Auch ein Spürhund wird der Polizei zur Verfügung stehen: Derzeit ist ein Retrieverrüde in Ausbildung. Er lernt, Giftköder zu erschnuppern, auch wenn das bis jetzt in Österreich noch kein Thema ist.

Unterstützung von Nutztierhaltern

Zur Unterstützung von Nutztierhaltern sollen an der HBLFA Raumberg-Gumpenstein drei Notfallteams ausgebildet werden. Diese sollen im Fall von Wolfsschäden an Nutztieren innerhalb weniger Stunden vor Ort sein und die betroffenen Landwirte durch Herdenschutzmaßnahmen unterstützen, wie etwa durch die Errichtung kurzfristiger Zäune oder Nachtpferche.
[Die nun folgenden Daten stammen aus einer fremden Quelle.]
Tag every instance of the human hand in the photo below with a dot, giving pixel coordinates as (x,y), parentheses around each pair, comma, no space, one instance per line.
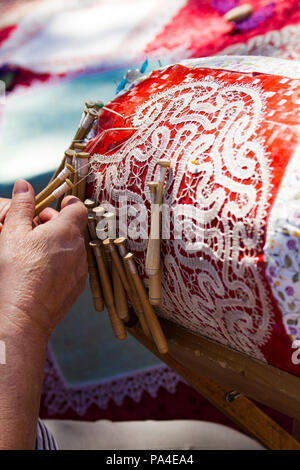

"Vor allem bei einer kontrovers wahrgenommenen Art wie dem Wolf ist es wichtig, das jeweilige Gegenüber in seiner Sichtweise abzuholen und zu schauen, welche Möglichkeiten es gibt", sagt Walter und fügt hinzu: "Jede Veränderung ist ein langer Prozess, aber vielleicht sollten wir weniger Energie darauf verwenden, aufzuzeigen, was nicht geht, und mehr darauf, was wir schaffen können." (Susanne Strnadl, 21.3.2021)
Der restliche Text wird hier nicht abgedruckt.